Du coût de revient au prix de vente.

Une fois le coût de revient connu, le prix n’est plus un pari. Il doit couvrir ce coût et dégager une marge, celle qui vous fait vivre et finance votre croissance. La méthode la plus simple consiste à appliquer un coefficient à votre coût de revient, ou à viser une marge cible, puis à confronter le résultat au marché.

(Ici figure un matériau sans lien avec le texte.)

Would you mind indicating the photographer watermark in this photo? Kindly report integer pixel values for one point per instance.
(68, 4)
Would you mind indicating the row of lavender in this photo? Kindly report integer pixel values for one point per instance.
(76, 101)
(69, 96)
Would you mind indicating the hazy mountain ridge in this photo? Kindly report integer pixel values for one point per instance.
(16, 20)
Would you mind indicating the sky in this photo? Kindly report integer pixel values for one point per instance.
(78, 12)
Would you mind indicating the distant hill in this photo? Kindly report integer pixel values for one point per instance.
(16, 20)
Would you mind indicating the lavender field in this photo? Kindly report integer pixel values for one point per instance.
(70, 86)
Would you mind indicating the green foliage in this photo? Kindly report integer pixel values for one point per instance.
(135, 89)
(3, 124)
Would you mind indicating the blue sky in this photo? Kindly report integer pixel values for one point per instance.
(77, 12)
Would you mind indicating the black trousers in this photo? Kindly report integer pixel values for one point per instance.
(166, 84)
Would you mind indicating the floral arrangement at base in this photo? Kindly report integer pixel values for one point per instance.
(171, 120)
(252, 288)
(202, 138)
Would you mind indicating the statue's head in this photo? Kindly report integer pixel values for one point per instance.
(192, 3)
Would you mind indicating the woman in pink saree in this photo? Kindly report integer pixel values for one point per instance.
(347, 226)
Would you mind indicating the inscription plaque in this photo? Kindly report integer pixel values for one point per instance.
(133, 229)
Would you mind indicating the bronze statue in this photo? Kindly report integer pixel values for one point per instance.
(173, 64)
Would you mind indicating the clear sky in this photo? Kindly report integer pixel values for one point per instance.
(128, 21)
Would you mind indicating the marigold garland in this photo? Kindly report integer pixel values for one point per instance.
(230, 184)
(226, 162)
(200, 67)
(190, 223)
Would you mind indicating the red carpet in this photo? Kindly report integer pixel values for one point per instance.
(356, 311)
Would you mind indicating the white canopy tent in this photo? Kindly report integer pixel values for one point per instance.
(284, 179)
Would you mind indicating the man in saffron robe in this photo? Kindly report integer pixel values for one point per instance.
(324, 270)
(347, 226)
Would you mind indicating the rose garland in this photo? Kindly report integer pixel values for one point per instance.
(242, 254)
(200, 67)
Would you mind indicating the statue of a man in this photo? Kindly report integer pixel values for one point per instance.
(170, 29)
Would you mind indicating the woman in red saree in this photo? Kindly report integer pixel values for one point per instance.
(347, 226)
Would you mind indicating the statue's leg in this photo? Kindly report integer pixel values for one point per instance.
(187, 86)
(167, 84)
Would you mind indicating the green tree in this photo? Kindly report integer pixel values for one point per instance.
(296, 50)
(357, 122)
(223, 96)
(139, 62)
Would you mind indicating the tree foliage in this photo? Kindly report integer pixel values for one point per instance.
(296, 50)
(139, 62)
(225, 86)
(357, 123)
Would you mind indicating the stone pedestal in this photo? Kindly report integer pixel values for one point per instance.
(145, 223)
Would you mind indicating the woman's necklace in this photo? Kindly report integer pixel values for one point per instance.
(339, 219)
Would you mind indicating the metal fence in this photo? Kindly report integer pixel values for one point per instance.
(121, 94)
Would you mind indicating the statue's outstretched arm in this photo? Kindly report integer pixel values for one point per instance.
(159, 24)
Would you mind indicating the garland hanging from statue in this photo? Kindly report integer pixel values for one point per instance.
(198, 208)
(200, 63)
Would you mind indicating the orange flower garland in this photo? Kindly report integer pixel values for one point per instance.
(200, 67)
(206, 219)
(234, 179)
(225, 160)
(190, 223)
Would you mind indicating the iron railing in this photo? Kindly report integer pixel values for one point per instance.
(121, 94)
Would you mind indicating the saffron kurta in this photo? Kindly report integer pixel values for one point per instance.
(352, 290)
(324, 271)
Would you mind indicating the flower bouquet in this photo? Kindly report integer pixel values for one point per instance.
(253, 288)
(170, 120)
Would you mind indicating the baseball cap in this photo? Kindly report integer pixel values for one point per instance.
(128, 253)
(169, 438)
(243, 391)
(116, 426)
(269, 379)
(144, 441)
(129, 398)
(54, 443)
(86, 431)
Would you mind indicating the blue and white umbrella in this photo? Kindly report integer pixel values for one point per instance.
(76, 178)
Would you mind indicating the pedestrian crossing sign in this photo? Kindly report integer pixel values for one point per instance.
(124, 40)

  • Couvrir le coût, et plus : un prix qui ne fait qu’égaler le coût de revient ne laisse rien pour vivre ni investir.
  • Anticiper la marge du revendeur : si une épicerie revend votre produit, elle prend sa propre marge ; votre prix de cession n’est pas le prix en rayon.
  • Rester cohérent avec votre positionnement : un produit premium assume un prix premium, encore faut-il que le coût et l’histoire suivent.
  • Tester ce que le client accepte : le bon prix est aussi celui que votre marché valide réellement, à l’usage.

Prix au consommateur ou prix B2B : deux calculs.

Vendre en direct, c’est garder toute la marge, mais porter la vente. Vendre à un revendeur, c’est un volume plus régulier, mais un prix de cession plus bas, car il prélève sa marge, qui peut atteindre plusieurs dizaines de pour cent. Votre coût de revient doit être assez bas pour que, même après cette marge, il vous reste de quoi vivre. Beaucoup de marques fixent donc deux grilles : un prix conso et un prix pro.

Refaire le calcul à chaque palier.

Votre coût de revient n’est pas figé. En achetant en plus gros, vos matières baissent ; en produisant en plus grande série, votre temps par unité diminue ; en changeant de formule de laboratoire, votre coût de lieu évolue. Recalculez à chaque palier de volume : c’est ce qui vous dit quand vous gagnez de l’argent, et quand un produit, malgré son succès apparent, vous en fait perdre.

Connaître ces chiffres, c’est ce qui transforme une passion qui vend en entreprise qui dure. Vous ne subissez plus vos prix, vous les pilotez.

NOTEVisée informative : cet article propose une méthode générale. Pour vos décisions de prix, de marge et de fiscalité, faites-vous accompagner par un expert-comptable adapté à votre activité.